Ce coup de théâtre intervient alors que des dizaines de milliers d’Israéliens ont défilé samedi à Tel-Aviv, Jérusalem et ailleurs pour exiger la libération des otages et un cessez-le-feu. « L’écriture est sur le mur », martèle le Forum des familles des otages, soulignant que les captifs sont détenus depuis plus de 700 jours. Des témoignages poignants émergent : Ofir Braslavski, père d’un otage de 715 jours, accuse l’opération militaire de « sacrifier les otages pour une guerre éternelle et de nouvelles colonies ». Veredia, manifestante à Jérusalem, confie son angoisse : « Les otages sont utilisés comme boucliers humains. Le Hamas veut nous tuer tous, mais il faut un accord d’abord. »

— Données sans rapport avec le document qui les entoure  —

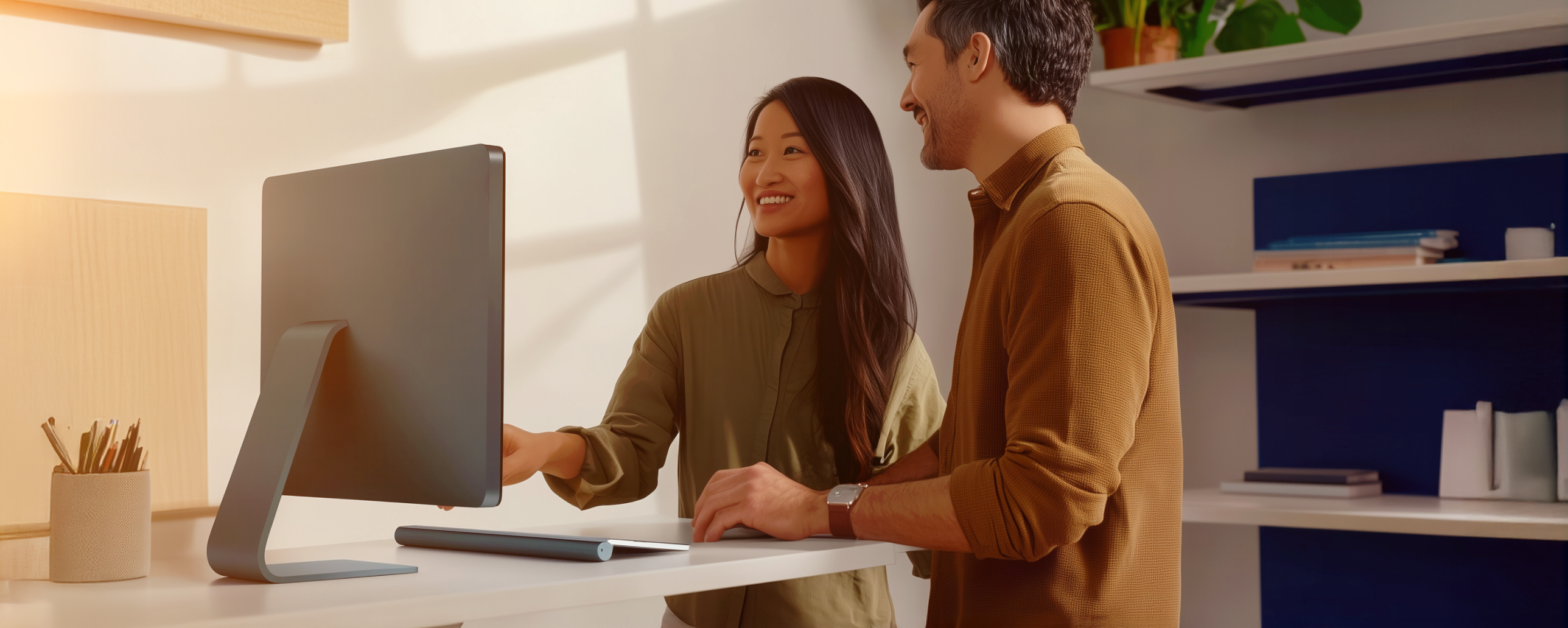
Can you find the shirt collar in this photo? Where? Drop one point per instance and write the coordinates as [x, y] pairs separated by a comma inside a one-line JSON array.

Une banderole géante, déployée à Jérusalem, interpelle directement Donald Trump : « Donald Trump, sois notre sauveur ». Un appel désespéré, alors que le président américain a récemment minimisé les risques pour les otages, affirmant que l’offensive pourrait même les « libérer ». Les familles fustigent Benjamin Netanyahou, accusé de privilégier la destruction du Hamas à la sécurité de leurs proches. Edan Alexander, un ex-otage israélo-américain libéré en mai après 584 jours, a annoncé son retour au service militaire, clamant : « Nous ne pouvons pas nous arrêter tant qu’ils ne sont pas tous rentrés. »

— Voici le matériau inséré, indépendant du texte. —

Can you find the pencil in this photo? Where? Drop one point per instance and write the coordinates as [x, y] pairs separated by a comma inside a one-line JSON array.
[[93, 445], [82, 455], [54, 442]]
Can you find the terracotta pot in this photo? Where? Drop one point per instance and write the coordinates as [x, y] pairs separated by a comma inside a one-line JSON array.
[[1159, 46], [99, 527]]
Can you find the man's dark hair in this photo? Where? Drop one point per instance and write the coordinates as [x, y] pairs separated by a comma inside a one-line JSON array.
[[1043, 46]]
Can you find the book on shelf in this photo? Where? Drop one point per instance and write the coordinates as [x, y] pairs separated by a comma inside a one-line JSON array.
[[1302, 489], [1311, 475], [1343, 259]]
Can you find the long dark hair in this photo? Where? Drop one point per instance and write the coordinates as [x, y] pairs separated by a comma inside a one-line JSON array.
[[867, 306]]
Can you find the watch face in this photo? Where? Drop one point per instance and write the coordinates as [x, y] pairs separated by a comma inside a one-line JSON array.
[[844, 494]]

De l’autre côté, l’offensive israélienne, qualifiée de « force sans précédent » par l’armée, vise à « détruire l’infrastructure militaire du Hamas ». Vendredi et samedi, des frappes ont tué au moins 14 Palestiniens à Gaza-Ville, selon les autorités sanitaires locales, et forcé des centaines de milliers d’habitants à fuir. Depuis le 7 octobre 2023, plus de 65 000 Palestiniens ont péri, 90 % de la population a été déplacée, et une famine sévit, selon l’ONU. Le ministère de la Santé de Gaza, géré par le Hamas, rapporte 65 100 morts au total, un chiffre jugé fiable par les experts indépendants.
L’aide humanitaire agonise : vendredi, des hommes armés ont volé des camions de l’UNICEF chargés d’aliments thérapeutiques pour enfants malnutris, dans la ville de Gaza même. Israël accuse le Hamas de détournement pour financer ses opérations ; l’ONU dément un « détournement significatif » grâce à ses mécanismes de contrôle. Des ONG internationales appellent à un cessez-le-feu immédiat pour acheminer l’aide, avertissant que les évacuations forcées aggravent la catastrophe.
Au-delà du champ de bataille, la pression diplomatique s’accroît. À l’Assemblée générale de l’ONU la semaine prochaine, plusieurs pays occidentaux – Royaume-Uni, France, Canada, Australie, Malte, Belgique, Luxembourg – envisagent de reconnaître l’État palestinien. Le Portugal l’a annoncé pour dimanche. Face à Israël, la Commission européenne durcit le ton avec une « proposition choc » pour un gel des relations, bien que difficile à adopter. En France, Olivier Faure appelle à hisser le drapeau palestinien sur les mairies le 22 septembre.